И приходил к выводу:

«...дифференцируя совокупность всех мыслей, всех чувствований автора, рецензент, помимо своей воли, размельчил бы, распылил бы стройный, гармоничный монолит, созданный писателем – прозаиком высшего уровня, быть может, тем, кто в дальнейшем будет причислен к классикам нашей эпохи и, во всяком случае, тем мощным, высоким художником слова и мысли, которые в период жесточайшего безвременья, при всестороннем напоре на них ждановщины, хрущевщины, ежовщины и прочих, созданных троглодитами мысли доктрин, сумели не только устоять, но противопоставить себя их напору, выразить в слове свое противостояние, свой протест».

Одним из первых читателей «Живаго» был профессор университета Беркли Глеб Петрович Струве. Во время своего путешествия по Европе летом 1957 года он в Лондоне на короткое время получил машинопись романа по-русски (вероятно, от оксфордских сестер Пастернака), но до выхода книги из печати писать о ней, разумеется, не мог. 9 марта 1958-го в «Новом русском слове» он отмечал в своей нерегулярной рубрике «Дневник читателя»:

«Кьяромонте считает роман поистине историческим событием. По его мнению, со времени „Войны и мира“ не было романа, который бы так широко и глубоко охватил и захватил русскую жизнь. Своим романом, по словам Кьяромонте, Пастернак показал, что „сознание правды, любовь к жизни, даже чувство надежды, наконец, – так же твердо и неколебимо, как во времена Пушкина – вера в литературное общение, остались нетронутыми в душе русского писателя“.

Не вдаваясь сейчас в подробности (в силу некоторых обстоятельств мне пришлось читать роман слишком наспех, а он заслуживает внимательного и повторного чтения), я бы сказал, что это одно из самых замечательных произведений русской литературы за последние 50—60 лет. В своей свободной глубине оно во всяком случае превосходит все, что дала советская литература».

И далее Струве впервые печатно предлагает отметить заслуги писателя:

«Я бы прибавил, что появление „Доктора Живаго“ в этом году на ряде европейских языков дает полное основание выдвинуть кандидатуру Пастернака на Нобелевскую премию по литературе.
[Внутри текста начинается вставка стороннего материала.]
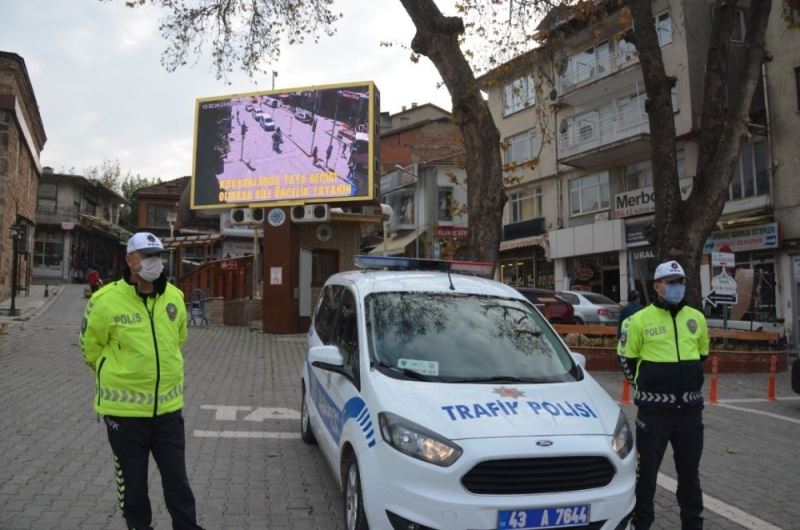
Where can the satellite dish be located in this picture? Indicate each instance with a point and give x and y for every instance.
(324, 232)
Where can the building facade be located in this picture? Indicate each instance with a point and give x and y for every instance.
(22, 139)
(77, 228)
(588, 196)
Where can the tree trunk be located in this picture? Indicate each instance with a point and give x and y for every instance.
(680, 227)
(437, 38)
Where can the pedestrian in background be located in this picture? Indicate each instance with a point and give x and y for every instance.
(661, 350)
(131, 338)
(630, 308)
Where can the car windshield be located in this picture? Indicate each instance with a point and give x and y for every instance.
(452, 337)
(599, 299)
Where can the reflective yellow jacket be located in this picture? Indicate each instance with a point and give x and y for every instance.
(661, 351)
(134, 347)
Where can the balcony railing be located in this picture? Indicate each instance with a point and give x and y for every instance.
(586, 135)
(582, 74)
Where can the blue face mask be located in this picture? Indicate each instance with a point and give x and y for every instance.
(673, 293)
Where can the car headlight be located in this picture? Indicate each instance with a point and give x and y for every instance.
(417, 441)
(622, 443)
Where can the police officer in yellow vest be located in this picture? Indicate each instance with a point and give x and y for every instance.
(661, 349)
(131, 337)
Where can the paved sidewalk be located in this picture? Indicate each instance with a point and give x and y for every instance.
(250, 470)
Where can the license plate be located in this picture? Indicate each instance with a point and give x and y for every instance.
(560, 517)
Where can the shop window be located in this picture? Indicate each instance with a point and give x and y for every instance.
(664, 28)
(589, 194)
(324, 264)
(525, 204)
(518, 94)
(522, 147)
(751, 177)
(445, 205)
(157, 215)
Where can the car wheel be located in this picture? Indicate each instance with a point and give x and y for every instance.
(354, 516)
(305, 421)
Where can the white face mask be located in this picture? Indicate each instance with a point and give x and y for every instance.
(150, 268)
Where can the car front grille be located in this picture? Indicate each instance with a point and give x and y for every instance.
(538, 475)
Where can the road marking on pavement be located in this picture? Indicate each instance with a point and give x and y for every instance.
(246, 434)
(717, 506)
(770, 414)
(757, 400)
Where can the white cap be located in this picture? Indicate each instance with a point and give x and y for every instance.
(668, 270)
(146, 243)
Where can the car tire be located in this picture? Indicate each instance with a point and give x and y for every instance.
(354, 516)
(796, 376)
(306, 433)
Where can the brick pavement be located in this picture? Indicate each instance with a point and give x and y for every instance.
(56, 471)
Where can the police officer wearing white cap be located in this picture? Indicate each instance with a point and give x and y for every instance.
(131, 337)
(661, 350)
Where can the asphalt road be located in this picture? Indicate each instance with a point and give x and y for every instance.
(247, 465)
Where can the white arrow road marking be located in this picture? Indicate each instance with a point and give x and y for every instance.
(246, 434)
(727, 511)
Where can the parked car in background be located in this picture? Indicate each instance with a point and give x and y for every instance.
(592, 308)
(303, 116)
(554, 308)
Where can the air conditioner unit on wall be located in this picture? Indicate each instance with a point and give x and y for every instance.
(247, 216)
(310, 213)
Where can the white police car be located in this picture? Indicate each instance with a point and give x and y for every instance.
(447, 401)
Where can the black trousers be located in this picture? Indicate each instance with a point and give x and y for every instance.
(684, 430)
(132, 440)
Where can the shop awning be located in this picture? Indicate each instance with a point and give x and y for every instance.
(522, 242)
(395, 245)
(190, 241)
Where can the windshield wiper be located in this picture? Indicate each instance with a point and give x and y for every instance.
(494, 379)
(413, 374)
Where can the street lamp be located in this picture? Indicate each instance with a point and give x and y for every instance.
(172, 217)
(17, 232)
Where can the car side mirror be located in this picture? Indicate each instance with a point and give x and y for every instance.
(327, 358)
(580, 359)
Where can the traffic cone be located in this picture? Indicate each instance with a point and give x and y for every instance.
(626, 392)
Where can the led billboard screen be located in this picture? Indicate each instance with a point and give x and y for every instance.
(302, 145)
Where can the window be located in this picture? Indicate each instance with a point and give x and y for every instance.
(445, 205)
(47, 198)
(638, 175)
(589, 194)
(797, 85)
(525, 204)
(324, 263)
(48, 250)
(325, 316)
(347, 336)
(522, 147)
(664, 28)
(751, 177)
(157, 215)
(518, 94)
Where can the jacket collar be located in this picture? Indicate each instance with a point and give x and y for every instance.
(159, 283)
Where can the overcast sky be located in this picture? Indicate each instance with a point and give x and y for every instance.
(103, 94)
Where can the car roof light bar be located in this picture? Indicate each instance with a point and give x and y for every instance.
(475, 268)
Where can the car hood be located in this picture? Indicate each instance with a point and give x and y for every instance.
(460, 411)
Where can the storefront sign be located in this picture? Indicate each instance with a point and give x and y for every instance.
(275, 275)
(643, 200)
(454, 232)
(634, 235)
(744, 239)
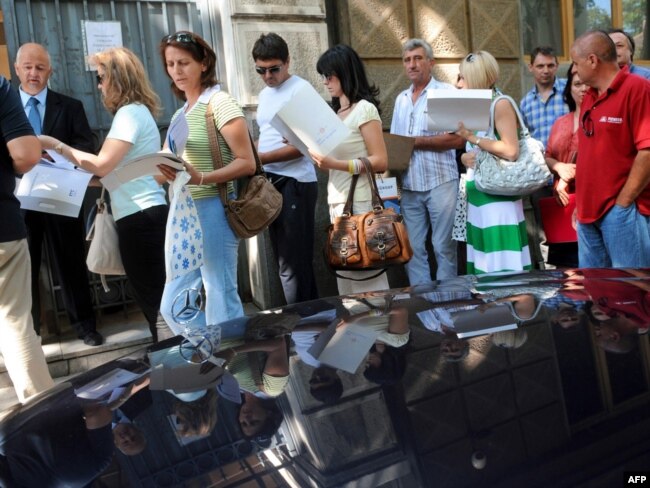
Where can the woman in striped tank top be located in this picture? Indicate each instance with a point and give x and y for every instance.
(190, 63)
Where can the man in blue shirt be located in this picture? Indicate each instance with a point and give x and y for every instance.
(625, 52)
(430, 184)
(543, 104)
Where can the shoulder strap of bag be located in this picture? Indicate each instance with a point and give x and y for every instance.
(215, 149)
(522, 125)
(347, 208)
(377, 202)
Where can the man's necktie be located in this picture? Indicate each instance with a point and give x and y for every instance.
(34, 115)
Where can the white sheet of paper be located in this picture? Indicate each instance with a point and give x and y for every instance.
(177, 134)
(50, 189)
(446, 108)
(306, 121)
(143, 166)
(324, 316)
(60, 161)
(387, 188)
(344, 347)
(106, 383)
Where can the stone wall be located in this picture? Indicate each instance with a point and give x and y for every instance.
(378, 28)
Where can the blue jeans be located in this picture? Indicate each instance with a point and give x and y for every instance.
(218, 274)
(433, 208)
(619, 239)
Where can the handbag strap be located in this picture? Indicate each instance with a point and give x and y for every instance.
(524, 130)
(101, 201)
(215, 149)
(377, 202)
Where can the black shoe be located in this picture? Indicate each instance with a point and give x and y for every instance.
(92, 338)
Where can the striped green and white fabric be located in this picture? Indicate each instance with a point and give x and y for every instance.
(497, 239)
(197, 149)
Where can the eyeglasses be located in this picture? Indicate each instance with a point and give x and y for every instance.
(261, 70)
(185, 37)
(588, 123)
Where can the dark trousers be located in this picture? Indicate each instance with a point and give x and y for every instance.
(292, 238)
(65, 237)
(142, 240)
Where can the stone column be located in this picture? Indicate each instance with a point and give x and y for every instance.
(302, 24)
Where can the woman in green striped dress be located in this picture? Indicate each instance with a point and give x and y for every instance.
(496, 227)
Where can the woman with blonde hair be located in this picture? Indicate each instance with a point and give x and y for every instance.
(138, 206)
(497, 239)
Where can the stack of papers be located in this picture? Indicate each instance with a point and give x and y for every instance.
(142, 166)
(307, 122)
(53, 187)
(446, 108)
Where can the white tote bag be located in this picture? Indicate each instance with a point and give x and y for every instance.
(104, 252)
(183, 236)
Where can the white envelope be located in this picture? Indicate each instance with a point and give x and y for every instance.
(445, 108)
(143, 166)
(307, 122)
(344, 347)
(51, 189)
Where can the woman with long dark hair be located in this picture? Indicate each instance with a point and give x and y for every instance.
(355, 102)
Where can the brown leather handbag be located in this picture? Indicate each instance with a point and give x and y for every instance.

Присуждение этой премии Шведской Академией именно ему было бы актом символичным – достойным увенчанием подвига творческой свободы. Что Пастернак премии заслуживает, нет никакого сомнения: один из бесспорнейших современных поэтов оказался и большим прозаиком, автором не только интересных рассказов, но и замечательного романа, прекрасно написанного, сложного в своем контрапункте и, вместе с тем, и в каком-то смысле по-толстовски простого, свободного от всяких вычур – романа, продолжающего во многих отношениях традиции большой русской литературы».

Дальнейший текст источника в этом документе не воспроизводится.